The total amount raised through listing was also significantly down, with only 2017 recording a lower annual haul. If not for Bausch & Lomb’s $630m debut, 2022 would have seen just $86.5m raised. Dire market conditions meant that even this profitable eyecare company was forced to price its shares at a 20% discount.
|2022's medtech IPOs|
|Date||Company||Focus||Amount raised ($m)||
|Share price chg to Dec 30||Exchange|
|Feb 16||Meihua International Medical Technologies||General & plastic surgery||36||0%||-17%||Nasdaq|
|Apr 27||Tenon Medical||Orthopaedics||16||0%||-68%||Nasdaq|
|May 6||Bausch & Lomb||Ophthalmology||630||-20%||-14%||NYSE|
|Jul 20||Virax Biolabs||In vitro diagnostics||7||0%||-85%||Nasdaq|
|Jul 21||Lunit||Healthcare IT||28||-36%||-2%||Kosdaq|
|Source: Evaluate Medtech & company websites. Premium/discount calculated from mid-point of initially proposed price range and final offer price.|
The pain was universal as market volatility, rising interest rates and geopolitical instability hit flotations across the board. The lack of IPO activity after July suggests that investors were taking a wait-and-see approach in the hope of better conditions in 2023. Biopharma also saw one of its worst IPO hauls in years.

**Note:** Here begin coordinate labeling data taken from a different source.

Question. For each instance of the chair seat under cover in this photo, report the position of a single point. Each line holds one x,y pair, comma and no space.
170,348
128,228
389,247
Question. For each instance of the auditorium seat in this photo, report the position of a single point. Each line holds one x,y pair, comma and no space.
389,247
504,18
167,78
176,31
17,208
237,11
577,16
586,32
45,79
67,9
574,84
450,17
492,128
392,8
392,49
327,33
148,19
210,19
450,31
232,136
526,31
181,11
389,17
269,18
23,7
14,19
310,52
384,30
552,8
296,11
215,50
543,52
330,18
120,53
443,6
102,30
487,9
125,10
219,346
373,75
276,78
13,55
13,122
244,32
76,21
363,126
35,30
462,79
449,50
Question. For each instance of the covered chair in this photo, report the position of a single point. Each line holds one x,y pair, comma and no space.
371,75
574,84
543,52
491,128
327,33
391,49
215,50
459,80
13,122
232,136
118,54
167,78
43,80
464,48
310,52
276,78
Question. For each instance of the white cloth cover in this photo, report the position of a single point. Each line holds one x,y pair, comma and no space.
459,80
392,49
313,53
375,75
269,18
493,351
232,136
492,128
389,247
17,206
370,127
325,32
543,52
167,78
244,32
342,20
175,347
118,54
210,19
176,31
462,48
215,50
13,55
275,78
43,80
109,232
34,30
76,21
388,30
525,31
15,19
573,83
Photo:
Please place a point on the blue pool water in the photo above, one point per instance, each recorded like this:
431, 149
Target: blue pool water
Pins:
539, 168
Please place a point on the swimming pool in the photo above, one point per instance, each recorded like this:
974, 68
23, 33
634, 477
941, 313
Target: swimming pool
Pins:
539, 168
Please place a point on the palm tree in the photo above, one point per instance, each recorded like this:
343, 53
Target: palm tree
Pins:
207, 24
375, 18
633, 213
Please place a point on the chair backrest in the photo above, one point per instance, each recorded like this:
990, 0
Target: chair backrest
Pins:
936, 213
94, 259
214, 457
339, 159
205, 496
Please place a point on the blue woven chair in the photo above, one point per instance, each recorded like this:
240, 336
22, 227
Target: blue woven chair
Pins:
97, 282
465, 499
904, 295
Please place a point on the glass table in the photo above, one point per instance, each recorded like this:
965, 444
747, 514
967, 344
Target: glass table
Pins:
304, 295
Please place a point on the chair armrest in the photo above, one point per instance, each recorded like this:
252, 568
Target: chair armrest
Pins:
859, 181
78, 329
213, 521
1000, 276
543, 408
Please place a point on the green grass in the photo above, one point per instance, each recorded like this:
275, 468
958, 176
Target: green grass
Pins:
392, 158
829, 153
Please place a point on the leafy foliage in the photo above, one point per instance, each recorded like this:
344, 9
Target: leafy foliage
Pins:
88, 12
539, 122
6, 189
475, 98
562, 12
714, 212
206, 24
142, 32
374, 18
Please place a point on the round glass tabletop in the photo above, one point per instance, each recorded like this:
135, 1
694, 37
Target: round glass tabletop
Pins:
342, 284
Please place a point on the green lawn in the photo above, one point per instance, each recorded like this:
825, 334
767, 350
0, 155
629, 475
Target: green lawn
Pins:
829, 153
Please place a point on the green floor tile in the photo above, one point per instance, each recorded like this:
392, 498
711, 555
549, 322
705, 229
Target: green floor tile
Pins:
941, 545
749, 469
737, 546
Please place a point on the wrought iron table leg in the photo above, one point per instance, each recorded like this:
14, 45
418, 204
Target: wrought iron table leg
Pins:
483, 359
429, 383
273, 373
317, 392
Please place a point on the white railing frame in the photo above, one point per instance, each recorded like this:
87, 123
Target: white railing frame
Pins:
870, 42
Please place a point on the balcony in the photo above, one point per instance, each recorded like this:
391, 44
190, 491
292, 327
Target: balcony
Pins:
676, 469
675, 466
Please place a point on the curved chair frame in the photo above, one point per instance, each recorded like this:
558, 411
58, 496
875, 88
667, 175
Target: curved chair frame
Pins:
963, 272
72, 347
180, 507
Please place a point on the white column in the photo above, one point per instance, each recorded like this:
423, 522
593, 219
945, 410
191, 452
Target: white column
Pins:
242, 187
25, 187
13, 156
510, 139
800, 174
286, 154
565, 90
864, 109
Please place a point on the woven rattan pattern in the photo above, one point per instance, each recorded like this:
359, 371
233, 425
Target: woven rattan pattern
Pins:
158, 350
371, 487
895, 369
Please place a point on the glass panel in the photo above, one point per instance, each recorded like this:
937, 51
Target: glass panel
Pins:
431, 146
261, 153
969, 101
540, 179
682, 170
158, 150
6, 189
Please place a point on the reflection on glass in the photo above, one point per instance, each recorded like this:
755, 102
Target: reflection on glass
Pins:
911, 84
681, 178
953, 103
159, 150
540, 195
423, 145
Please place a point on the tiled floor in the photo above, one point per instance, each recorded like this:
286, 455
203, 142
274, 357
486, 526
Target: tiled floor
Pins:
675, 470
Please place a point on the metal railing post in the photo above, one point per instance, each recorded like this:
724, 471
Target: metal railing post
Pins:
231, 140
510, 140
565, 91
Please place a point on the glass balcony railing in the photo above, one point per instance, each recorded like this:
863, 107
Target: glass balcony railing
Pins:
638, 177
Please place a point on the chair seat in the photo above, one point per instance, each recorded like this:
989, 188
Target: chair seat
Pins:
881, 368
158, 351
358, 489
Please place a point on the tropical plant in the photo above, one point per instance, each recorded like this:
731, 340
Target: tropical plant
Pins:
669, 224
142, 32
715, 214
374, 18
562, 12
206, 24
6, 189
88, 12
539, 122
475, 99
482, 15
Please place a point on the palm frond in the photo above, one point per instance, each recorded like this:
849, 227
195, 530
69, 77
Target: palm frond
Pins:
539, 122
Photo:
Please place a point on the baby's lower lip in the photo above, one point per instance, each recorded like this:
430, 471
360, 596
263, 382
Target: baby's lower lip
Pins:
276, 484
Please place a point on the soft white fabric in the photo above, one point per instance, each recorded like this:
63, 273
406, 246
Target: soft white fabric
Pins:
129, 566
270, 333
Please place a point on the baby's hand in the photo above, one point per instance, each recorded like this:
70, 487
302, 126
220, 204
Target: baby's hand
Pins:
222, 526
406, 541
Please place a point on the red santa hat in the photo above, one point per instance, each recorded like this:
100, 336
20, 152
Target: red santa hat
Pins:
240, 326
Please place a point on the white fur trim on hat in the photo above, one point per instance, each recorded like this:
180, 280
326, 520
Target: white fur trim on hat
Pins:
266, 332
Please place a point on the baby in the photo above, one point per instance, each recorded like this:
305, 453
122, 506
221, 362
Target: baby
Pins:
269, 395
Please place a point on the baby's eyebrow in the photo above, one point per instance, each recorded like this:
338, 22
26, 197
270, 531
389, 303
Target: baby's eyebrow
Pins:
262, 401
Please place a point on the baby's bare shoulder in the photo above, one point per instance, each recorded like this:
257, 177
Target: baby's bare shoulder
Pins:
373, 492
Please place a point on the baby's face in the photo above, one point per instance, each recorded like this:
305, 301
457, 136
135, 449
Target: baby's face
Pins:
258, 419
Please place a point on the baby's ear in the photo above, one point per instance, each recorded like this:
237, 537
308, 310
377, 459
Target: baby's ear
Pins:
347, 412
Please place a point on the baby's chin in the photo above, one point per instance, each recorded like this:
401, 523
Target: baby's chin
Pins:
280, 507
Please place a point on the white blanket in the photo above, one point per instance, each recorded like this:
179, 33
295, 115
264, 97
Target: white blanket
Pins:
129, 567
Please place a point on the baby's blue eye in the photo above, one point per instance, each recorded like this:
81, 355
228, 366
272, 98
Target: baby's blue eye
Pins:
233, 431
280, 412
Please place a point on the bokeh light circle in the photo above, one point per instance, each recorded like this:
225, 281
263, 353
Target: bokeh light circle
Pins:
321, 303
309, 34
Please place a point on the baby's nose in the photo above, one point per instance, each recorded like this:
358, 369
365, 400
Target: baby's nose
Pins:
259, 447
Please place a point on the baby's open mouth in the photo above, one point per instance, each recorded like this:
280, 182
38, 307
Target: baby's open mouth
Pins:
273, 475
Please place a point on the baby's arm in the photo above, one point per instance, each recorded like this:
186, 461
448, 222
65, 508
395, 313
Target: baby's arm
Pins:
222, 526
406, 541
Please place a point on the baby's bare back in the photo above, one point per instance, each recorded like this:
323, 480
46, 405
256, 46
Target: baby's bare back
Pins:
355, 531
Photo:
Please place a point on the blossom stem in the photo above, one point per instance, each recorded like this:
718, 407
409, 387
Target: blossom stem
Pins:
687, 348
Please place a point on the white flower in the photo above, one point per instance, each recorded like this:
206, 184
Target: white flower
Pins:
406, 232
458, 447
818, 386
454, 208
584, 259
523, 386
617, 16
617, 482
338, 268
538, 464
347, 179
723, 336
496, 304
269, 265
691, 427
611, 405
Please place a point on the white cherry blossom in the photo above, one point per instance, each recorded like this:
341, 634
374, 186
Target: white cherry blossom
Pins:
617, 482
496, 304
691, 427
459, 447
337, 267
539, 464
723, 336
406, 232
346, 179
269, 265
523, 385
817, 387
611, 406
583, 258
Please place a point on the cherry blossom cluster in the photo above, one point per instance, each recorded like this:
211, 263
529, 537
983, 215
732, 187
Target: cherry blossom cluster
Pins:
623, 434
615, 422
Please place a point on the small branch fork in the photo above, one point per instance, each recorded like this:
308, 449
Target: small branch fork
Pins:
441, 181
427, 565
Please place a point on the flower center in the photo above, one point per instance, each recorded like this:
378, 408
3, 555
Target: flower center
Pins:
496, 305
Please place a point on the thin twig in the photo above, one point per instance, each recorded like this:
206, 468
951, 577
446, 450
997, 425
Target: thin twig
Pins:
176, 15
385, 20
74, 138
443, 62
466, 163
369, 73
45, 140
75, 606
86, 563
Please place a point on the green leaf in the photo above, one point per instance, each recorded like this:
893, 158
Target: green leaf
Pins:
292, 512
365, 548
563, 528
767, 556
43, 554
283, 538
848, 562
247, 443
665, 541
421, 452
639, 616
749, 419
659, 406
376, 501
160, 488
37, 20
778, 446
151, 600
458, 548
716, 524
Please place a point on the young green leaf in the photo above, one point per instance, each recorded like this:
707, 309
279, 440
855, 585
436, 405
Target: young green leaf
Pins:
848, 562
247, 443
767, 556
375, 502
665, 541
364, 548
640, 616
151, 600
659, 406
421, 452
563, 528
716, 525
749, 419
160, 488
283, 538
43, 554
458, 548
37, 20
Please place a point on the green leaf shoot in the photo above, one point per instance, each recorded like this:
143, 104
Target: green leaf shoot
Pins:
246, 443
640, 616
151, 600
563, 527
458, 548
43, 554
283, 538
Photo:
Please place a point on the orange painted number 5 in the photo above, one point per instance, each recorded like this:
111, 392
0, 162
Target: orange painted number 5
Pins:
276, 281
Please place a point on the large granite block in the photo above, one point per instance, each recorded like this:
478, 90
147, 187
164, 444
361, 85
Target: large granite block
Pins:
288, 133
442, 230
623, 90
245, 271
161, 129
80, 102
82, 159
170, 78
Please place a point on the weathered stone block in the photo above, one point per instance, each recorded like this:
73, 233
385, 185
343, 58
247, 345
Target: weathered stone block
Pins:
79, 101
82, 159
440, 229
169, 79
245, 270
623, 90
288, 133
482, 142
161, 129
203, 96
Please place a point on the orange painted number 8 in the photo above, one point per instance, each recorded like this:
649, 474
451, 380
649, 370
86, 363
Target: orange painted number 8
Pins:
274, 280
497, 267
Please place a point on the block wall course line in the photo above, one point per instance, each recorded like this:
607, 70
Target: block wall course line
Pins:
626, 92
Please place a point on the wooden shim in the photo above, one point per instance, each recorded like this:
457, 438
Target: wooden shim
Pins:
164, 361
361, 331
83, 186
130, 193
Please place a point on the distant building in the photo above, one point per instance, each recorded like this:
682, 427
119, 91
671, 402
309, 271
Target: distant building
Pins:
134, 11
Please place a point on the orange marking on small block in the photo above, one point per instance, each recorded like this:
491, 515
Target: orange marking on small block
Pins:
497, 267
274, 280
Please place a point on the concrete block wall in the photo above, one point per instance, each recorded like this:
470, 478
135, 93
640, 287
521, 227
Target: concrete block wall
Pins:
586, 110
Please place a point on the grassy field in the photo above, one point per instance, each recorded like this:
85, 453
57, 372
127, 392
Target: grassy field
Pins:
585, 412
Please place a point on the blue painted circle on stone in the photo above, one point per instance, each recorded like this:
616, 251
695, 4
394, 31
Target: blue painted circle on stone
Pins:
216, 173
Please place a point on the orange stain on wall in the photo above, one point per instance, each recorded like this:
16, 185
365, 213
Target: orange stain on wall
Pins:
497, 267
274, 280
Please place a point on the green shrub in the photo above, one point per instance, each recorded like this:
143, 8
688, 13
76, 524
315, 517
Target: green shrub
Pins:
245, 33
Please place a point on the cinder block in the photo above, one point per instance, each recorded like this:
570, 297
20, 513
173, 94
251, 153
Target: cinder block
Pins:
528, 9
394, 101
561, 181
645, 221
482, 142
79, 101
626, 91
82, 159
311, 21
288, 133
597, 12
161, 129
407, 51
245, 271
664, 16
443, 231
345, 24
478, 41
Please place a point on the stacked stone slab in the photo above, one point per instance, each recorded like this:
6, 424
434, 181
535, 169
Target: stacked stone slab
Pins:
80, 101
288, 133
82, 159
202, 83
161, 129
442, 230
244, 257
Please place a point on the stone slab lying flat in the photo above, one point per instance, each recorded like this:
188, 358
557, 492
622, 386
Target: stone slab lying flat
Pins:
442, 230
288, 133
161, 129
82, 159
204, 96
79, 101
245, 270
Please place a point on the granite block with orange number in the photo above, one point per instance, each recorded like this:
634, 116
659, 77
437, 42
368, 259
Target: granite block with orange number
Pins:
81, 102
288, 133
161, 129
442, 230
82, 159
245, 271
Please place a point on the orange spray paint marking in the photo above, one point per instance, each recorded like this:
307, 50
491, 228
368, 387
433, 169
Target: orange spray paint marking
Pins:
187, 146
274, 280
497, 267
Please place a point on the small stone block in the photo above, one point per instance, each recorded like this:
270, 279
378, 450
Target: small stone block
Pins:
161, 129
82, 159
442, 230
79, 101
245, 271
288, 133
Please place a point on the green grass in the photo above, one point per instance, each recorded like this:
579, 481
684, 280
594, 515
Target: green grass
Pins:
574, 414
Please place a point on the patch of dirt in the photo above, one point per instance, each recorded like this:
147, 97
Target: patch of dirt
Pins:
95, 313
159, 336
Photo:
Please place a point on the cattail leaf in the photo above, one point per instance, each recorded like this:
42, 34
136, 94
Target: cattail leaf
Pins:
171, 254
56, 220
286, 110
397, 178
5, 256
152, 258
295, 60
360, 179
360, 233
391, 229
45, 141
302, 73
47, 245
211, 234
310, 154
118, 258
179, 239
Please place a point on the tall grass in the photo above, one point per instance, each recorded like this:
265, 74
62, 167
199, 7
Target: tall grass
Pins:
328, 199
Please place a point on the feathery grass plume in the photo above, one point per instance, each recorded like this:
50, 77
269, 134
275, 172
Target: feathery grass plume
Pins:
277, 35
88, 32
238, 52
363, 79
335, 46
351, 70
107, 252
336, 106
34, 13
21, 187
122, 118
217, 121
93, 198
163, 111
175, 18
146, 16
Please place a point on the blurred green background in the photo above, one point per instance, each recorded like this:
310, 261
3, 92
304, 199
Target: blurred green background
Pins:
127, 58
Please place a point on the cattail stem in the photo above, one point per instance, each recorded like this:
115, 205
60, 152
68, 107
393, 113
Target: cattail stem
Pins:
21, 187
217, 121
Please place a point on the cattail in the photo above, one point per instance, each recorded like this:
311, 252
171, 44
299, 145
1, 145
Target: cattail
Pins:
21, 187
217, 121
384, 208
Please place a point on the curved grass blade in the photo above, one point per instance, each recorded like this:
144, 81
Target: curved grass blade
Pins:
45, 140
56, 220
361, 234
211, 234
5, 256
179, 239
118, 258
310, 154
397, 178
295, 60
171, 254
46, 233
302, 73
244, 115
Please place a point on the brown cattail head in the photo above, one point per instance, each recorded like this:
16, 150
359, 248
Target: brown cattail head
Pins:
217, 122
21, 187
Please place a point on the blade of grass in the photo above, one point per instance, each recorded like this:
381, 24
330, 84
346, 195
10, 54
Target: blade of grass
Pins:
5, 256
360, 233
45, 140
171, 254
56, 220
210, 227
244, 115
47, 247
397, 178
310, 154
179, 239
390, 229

Of the companies that did get away none was trading above its float price at the end of December. One of the biggest losers, the UK company Virax Biolabs, has fallen further since the end of last year; now only seven months into its existence as a listed company it is trading 93% below its August high. The company had to raise another $3.8m just a few months after listing, to fund development of its T-cell test technology.
Tenon Medical only had $414,000 in revenues, and losses of $10.4m, in the nine months to September, so the $16m it raised in 2022 might not stretch too far. The spinal implant company focusing on sacroiliac joint pain will need to ramp up sales of its newly approved surgical fusion technology if it is to arrest its 93% share price slide since hitting a high last May.
The Chinese hospital equipment supplier Meihua is down 3% from its float price, while Lunit has suffered the least depreciation to its original list price, with shares now up 8% from float. But Lunit did experience one of the biggest haircuts, with the group having to accept a 36% reduction in its original range.
The South Korean group is, however, in the hot space of AI-based medical software, and counts GE Healthcare and Philips among the companies it does business with, something that could account for its shares outperforming fellow debutants.
Although the new year is only weeks old, the factors that caused 2022's market volatility have not gone away. With many predicting a global recession, the options are shrinking for private medtech companies looking to take the next step in their development.